The implementation of a universal basic income (UBI) funded by a 5% tax on all transactions made by automated systems and AI agents has several compelling arguments in its favor. Firstly, it could effectively address the issue of job displacement caused by automation, as workers who lose their jobs to machines would be guaranteed a minimum standard of living. Secondly, this policy would provide a much-needed safety net for the most vulnerable members of society, including the elderly, the disabled, and those living in poverty, allowing them to meet their basic needs with dignity. Thirdly, the tax on automated systems and AI agents would serve as a form of redistribution, recognizing that the benefits of technological advancements should be shared by all, rather than just corporate profits, and would incentivize companies to invest in human-centered technologies and job creation, fostering a more equitable and sustainable economic growth.

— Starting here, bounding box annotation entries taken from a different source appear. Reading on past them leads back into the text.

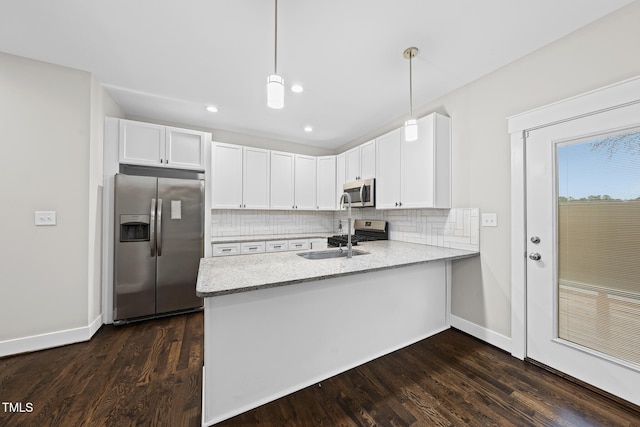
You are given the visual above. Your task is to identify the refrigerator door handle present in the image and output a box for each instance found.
[149,199,156,258]
[156,199,162,256]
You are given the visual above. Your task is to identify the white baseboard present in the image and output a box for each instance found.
[449,314,511,353]
[0,314,102,357]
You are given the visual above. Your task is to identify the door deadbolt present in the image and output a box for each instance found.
[529,252,542,261]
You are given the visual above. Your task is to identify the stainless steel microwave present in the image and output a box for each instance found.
[342,178,376,208]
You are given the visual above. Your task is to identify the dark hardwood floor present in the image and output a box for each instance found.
[0,313,640,427]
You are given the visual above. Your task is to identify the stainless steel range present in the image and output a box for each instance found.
[327,219,389,247]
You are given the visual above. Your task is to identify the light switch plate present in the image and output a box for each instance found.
[482,213,498,227]
[35,211,56,225]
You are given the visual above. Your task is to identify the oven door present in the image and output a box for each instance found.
[343,179,375,208]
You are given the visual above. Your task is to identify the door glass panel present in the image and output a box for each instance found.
[556,130,640,365]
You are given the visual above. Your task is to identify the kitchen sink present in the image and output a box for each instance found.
[298,249,369,259]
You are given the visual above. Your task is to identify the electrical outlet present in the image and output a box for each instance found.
[482,213,498,227]
[35,211,56,225]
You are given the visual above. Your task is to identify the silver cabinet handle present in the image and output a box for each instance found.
[149,199,156,258]
[157,199,162,256]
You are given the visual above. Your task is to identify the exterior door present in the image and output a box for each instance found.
[526,104,640,405]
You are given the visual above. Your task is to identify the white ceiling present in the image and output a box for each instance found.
[0,0,631,149]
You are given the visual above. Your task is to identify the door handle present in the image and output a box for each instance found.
[157,199,162,256]
[149,199,156,258]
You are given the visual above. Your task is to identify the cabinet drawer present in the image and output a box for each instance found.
[289,239,309,251]
[267,240,289,252]
[213,243,240,256]
[240,242,265,255]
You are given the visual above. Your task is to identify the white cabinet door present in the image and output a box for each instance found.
[270,151,295,210]
[118,120,166,166]
[242,147,270,209]
[316,156,337,211]
[294,154,318,210]
[345,147,360,182]
[376,129,401,209]
[211,142,242,209]
[165,127,205,170]
[336,153,347,202]
[360,139,376,179]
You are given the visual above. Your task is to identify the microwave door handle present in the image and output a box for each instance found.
[149,199,156,258]
[157,199,162,256]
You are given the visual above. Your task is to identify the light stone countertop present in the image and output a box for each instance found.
[196,240,480,297]
[211,233,338,244]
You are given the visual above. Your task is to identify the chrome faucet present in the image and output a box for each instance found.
[340,192,353,258]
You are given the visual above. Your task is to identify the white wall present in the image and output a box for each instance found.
[126,115,335,156]
[0,53,122,355]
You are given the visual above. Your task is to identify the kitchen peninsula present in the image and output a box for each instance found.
[196,241,478,425]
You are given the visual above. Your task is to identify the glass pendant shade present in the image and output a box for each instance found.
[404,119,418,141]
[267,74,284,110]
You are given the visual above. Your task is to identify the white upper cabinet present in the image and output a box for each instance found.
[316,156,342,211]
[376,113,451,209]
[211,142,270,209]
[270,151,295,210]
[211,142,243,209]
[119,120,207,170]
[376,129,401,209]
[242,147,271,209]
[344,140,376,182]
[294,154,318,210]
[118,120,166,166]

On the other hand, there are also strong arguments against the implementation of a UBI funded by a tax on automated systems and AI agents. Firstly, the tax could stifle innovation and hinder the development of AI and automation, as companies might be less inclined to invest in these technologies if they are subject to an additional tax, potentially slowing down technological progress and economic growth. Secondly, the administration and implementation of such a tax and UBI system would be highly complex, requiring significant bureaucratic efforts and resources, which could lead to inefficiencies, corruption, and abuse, undermining the intended benefits of the policy. Thirdly, the effectiveness of a UBI in addressing poverty and inequality is still a topic of debate, and some argue that it could create disincentives to work, potentially leading to a decrease in productivity and an increase in dependency on government support, which could have unintended consequences on the overall well-being of individuals and the economy as a whole.